- Developer: Silver Style Entertainment
- Publishers: The Games Company, Kalypso Media
- Platform: Windows
- Release: May 22, 2008
- Genre: Adventure game
- Mode: Single-player

= Goin' Downtown =

2008 point-and-click adventure game

Goin' Downtown is a point-and-click adventure game developed by Silver Style Entertainment and published by The Games Company and Kalypso Media in English. It was released on May 22, 2008, for Windows.

The game received mixed reviews, praising its setting and graphics, but criticizing its brevity, un-detailed story, and simplistic gameplay.

== Gameplay ==
The game is a traditional point-and-click adventure which lets one mouse button move the main character within the world and the other interact with items and people.

Most of the obstacles are inventory based puzzles, but at various times there are also dialogue puzzles and a "faux stealth section".

== Plot ==
The main character is Jake McCorly, a rising star in the New York City police force in the late 21st century. Depressed from the death of his wife, he goes out to investigate a case of disappearing prostitutes when he rescues one who later disappears under mysterious circumstances.

== Development ==
The game's publisher, The Games Company, went bankrupt before it could be localized into English.
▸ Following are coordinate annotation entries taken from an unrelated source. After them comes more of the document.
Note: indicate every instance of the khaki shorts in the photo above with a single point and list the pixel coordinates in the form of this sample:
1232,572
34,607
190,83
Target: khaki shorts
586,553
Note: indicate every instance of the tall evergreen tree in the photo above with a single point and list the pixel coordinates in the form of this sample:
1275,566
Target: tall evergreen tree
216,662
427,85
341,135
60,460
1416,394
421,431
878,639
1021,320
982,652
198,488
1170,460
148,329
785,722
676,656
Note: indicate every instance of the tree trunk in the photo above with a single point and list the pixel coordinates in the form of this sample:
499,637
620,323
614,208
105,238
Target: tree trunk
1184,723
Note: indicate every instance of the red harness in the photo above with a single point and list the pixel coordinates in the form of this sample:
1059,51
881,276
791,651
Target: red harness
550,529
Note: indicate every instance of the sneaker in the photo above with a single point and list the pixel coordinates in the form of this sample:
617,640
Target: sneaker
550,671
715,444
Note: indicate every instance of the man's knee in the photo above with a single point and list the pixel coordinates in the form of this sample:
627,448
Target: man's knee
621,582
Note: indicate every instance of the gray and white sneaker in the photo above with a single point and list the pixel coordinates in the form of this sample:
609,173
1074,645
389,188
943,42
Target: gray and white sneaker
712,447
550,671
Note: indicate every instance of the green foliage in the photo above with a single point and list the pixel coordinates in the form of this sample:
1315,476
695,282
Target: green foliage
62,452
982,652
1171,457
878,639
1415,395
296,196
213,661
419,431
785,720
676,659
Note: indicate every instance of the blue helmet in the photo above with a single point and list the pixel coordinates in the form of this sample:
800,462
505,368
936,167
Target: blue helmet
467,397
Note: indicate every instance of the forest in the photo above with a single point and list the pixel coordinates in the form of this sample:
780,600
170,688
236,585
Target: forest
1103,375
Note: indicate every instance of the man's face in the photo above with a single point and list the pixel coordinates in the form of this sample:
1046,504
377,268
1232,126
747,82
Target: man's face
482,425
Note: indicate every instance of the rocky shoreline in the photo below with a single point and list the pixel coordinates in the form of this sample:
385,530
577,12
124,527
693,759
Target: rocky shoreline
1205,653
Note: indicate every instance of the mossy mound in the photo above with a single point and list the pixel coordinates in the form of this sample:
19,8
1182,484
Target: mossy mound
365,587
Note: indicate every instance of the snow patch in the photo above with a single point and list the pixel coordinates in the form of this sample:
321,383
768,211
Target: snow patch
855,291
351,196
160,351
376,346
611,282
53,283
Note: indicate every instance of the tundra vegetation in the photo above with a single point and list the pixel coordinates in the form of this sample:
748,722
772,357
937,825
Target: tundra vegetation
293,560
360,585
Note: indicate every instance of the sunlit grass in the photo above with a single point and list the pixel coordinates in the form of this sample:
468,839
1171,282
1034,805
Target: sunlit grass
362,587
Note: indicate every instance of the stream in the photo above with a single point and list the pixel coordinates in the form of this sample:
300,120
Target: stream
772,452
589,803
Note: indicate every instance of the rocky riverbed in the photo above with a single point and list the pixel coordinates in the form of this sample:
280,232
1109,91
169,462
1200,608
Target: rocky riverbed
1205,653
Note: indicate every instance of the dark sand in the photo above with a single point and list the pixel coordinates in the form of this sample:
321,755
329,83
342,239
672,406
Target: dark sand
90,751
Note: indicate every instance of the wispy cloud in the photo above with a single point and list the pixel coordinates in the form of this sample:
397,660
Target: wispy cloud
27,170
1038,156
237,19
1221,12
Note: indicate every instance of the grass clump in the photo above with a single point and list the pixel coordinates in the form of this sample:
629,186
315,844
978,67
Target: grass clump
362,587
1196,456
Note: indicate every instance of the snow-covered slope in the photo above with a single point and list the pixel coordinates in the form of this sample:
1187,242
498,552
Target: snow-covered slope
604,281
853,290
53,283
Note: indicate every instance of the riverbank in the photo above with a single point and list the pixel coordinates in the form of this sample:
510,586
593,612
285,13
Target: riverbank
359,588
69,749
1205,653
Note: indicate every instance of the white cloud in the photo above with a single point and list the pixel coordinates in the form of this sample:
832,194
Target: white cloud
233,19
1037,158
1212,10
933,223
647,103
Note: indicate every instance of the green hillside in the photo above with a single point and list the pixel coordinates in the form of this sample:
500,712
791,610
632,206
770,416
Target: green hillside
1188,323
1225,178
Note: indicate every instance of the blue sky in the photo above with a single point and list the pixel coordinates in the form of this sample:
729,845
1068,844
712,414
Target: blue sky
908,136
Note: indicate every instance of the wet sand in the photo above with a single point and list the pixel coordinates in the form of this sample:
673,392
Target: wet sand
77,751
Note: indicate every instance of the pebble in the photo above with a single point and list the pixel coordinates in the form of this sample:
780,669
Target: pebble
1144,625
The game was bought by Kalypso Media, who localized it but did not dub the game into English.

== Reception ==
Adventure Gamers rated the game 3/5 stars, saying that its sci-fi setting was "convincing" and the graphics "lovely", but calling the plot development lacking and the puzzles simplistic and easy, and criticizing the lack of English voice acting.

GameStar rated the game 79/100, praising the setting and adult themes of the game, but calling the main character unsympathetic and certain aspects of the game illogical.

Igromania rated the game 7/10, calling the Russian localization poorly done.